Note that the current passing through the feedback resistor (2 R1) is the same
current flowing through R1 and the input source. Then, we can write:
(Va + 5)/ R1 = (Vx - Va) / 2 R1
We can eliminate R1 and after some algebraic manipulation, we find:
Vx = 3 Va + 10 = (3/2) VS + 10
eq. 47-2b
Note that we used the eq. 47-2a to arrive at eq. 47-2b.
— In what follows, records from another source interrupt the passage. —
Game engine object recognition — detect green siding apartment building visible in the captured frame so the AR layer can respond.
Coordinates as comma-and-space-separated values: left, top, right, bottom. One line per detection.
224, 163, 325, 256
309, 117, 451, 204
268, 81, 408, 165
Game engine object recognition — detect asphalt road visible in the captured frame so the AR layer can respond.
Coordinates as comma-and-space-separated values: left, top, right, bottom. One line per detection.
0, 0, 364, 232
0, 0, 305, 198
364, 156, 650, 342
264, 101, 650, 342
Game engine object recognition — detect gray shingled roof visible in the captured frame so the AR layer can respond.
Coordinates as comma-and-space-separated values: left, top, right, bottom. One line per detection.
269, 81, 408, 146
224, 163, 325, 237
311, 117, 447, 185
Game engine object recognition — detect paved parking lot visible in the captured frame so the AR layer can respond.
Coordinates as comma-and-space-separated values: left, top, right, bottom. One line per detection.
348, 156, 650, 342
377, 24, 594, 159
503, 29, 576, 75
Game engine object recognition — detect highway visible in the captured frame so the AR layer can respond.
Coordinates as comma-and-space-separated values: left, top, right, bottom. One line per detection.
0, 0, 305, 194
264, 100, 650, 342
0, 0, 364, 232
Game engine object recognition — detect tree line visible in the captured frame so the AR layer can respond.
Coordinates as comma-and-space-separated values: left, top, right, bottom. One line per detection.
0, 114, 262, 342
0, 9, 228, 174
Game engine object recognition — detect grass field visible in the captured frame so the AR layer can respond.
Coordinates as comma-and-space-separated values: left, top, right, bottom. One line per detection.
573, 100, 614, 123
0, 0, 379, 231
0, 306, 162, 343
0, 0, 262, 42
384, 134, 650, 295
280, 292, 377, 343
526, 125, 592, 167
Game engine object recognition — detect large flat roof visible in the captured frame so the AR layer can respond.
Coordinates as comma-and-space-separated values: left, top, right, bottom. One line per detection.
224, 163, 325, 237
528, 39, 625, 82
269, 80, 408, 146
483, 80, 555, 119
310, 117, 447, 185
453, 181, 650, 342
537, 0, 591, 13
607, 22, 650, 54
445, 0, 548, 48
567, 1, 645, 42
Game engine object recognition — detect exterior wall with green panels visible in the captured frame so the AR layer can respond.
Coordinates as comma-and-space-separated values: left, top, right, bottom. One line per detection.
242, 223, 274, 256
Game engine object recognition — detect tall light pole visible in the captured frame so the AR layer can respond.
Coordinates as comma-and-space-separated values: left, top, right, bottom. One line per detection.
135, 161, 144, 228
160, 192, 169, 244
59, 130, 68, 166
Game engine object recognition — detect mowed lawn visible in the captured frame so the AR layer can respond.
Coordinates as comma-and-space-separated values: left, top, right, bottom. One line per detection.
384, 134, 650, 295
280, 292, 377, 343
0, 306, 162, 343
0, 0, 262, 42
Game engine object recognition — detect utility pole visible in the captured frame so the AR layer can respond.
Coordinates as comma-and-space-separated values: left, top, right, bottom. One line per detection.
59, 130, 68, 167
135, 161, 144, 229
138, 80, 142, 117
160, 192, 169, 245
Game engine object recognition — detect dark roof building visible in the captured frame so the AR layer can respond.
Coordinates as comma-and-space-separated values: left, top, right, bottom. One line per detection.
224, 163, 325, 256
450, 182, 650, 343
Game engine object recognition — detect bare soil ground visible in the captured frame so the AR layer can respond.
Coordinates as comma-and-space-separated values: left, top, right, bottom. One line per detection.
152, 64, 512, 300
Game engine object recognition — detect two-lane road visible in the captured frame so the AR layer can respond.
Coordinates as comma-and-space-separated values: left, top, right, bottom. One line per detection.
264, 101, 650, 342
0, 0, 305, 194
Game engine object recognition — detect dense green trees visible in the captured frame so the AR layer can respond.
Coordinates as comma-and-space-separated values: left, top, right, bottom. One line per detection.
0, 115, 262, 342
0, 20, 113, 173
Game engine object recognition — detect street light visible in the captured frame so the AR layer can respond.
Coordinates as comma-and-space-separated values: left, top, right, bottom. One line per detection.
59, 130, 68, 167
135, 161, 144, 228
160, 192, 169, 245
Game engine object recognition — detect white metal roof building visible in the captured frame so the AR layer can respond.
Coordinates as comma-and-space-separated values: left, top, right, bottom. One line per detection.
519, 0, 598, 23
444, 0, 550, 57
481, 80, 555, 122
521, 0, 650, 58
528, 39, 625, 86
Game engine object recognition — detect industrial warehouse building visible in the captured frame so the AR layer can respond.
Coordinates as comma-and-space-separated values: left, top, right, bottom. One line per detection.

Since we have two variables, we need one more
equation that relates Vx and VS to solve the system.
From the circuit we can easily see that ix = ib + iS. Thus,
We can relate the two variables of interest as follows:
ix = ( Vx - VS) / R1 = VS / 2 R1 + VS / RS
Where ib = VS / 2 R1 and iS = VS / RS.
And after some algebraic manipulation we arrive at the desired partial result, or:
Vx = VS [ ( 3/2) + ( R1 / RS) ]
eq. 47-2c
Note that we now have the eq. 47-2b and the eq. 47-2c relating the two variables of interest. So, equating the
two equations we arrive at:
VS [ ( 3/2) + ( R1 / RS) ] = (3/2) VS + 10
And once again doing proper algebraic work we find the relation:
RS = ( R1 / 10) VS
eq. 47-2d
Note that so far we have only worked with OP 1. At this point, how do we need to relate
RS depending on Vo and other components, let's direct
our attention to OP 2. Note that the same is in the non-inverting configuration. Therefore,
the following relation between Vo and VS holds:
Vo = [( R2 + R3) / R3] VS
And since we need the value of VS we can transform the above equation into:
VS = [ R3 / ( R2 + R3)] Vo
Substituting this value in eq. 47-2d we will obtain the relation requested by the problem statement.